Il regista non rinuncia in alcun modo al carattere allegorico di Local Sensations, le cui sequenze, solo in apparenza slegate tra loro, sono tenute insieme dagli interludi dove un ingegnere del suono, nella solitudine del suo laboratorio, manipola insoliti congegni adibiti a strumenti musicali. In accordo alle sue sperimentazioni – stridii e cigolii penetranti che accompagnano i pizzicati e gli arpeggi di chitarra – sopraggiunge il coro in voice over che recita i passaggi del saggio di Prakitnonthakan.

Nel film, inoltre, assume un carattere allegorico anche l’assenza di statue, monumenti e opere architettoniche: al loro posto sono mostrati monumentali tamarindi, unica specie del genere Tamarindus, alberi dal forte valore simbolico in Thailandia nonché uno dei pilastri della cucina tradizionale. In alcune sequenze un arboricoltore illustra a un gruppo di persone in visita i trattamenti insoliti che questo albero riceve. Proprio per il forte valore simbolico e paesaggistico assunto dal tamarindo, ad esso non è permesso ammalarsi, tantomeno morire: talvolta, per evitarne la caduta, alcuni esemplari vengono sradicati, il fusto riempito di cemento, le radici confinate entro rigide strutture e, infine, ripiantati.

Local Sensations: l’estetica del “locale”

Nell’ottica del discorso di Marc Augé, è evidente come l’estetica del “locale” sia, in casi come questo, tutt’altro che l’equivalente di una frontiera rispettata e attraversabile. Un albero senza vita, dal fusto cementificato, è a sua volta espressione e metafora dell’appropriazione politica dei simboli, che si accompagna a quei caratteri di chiusura e divieto ben lontani dalla revisione del concetto di frontiera proposta dall’antropologo. Non soltanto gli alberi di tamarindo, ma anche le riserve naturali sono mostrate in Local Sensations attraverso lo stesso sguardo: decine di migliaia di uccelli migratori popolano il Bangpu Nature Education Centre, un’area protetta il cui obiettivo principale dovrebbe essere la conservazione e la tutela delle specie e degli ecosistemi, qui fortemente minacciata dalla pressione dell’afflusso quotidiano di turisti.

Una delle sequenze conclusive di Local Sensations mostra la folla a Snow Town, parco tematico nella periferia di Bangkok dove stagionalmente viene ricreato un villaggio invernale con neve artificiale, in cui le temperature vengono mantenute costantemente sotto lo zero.

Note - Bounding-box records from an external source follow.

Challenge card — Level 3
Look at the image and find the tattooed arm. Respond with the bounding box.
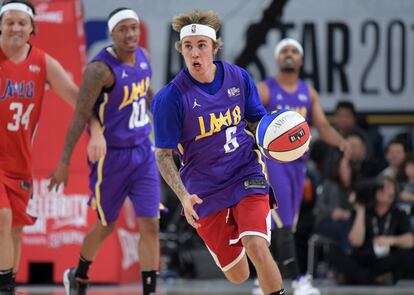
[155,148,203,228]
[48,62,115,190]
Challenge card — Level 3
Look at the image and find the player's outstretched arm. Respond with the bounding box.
[46,54,79,109]
[46,55,106,163]
[155,148,203,228]
[48,62,114,190]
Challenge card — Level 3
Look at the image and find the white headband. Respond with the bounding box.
[275,38,303,58]
[108,9,139,32]
[0,2,34,19]
[180,24,216,41]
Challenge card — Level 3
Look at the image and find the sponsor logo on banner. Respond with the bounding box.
[23,179,89,248]
[118,228,141,270]
[35,3,63,24]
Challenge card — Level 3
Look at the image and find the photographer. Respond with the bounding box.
[329,176,414,284]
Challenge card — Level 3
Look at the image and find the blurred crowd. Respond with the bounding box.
[161,101,414,285]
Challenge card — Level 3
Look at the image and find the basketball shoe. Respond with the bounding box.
[292,275,321,295]
[252,278,264,295]
[63,267,89,295]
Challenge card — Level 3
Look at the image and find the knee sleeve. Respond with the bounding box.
[270,227,299,279]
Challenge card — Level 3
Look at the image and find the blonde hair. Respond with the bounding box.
[171,9,223,53]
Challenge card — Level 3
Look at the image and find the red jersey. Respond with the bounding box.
[0,46,46,177]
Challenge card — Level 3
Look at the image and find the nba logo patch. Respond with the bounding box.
[227,87,240,97]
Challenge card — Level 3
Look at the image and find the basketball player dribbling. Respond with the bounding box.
[49,7,160,295]
[0,0,100,295]
[152,10,284,295]
[255,38,350,295]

A sovrastare la folla l’enorme statua di uno Yeti, mentre il coro in voice over recita:

“Se tutti i tentativi precedenti dovessero fallire, la soluzione migliore sarebbe abbandonare del tutto l’idea di costruire monumenti nella società thailandese. Se il rispetto o il ricordo di qualcuno lo trasformano inevitabilmente in una divinità, ciò indica che la società non possiede la maturità necessaria per monumenti o statue moderni. In tal caso, è preferibile non averne affatto.”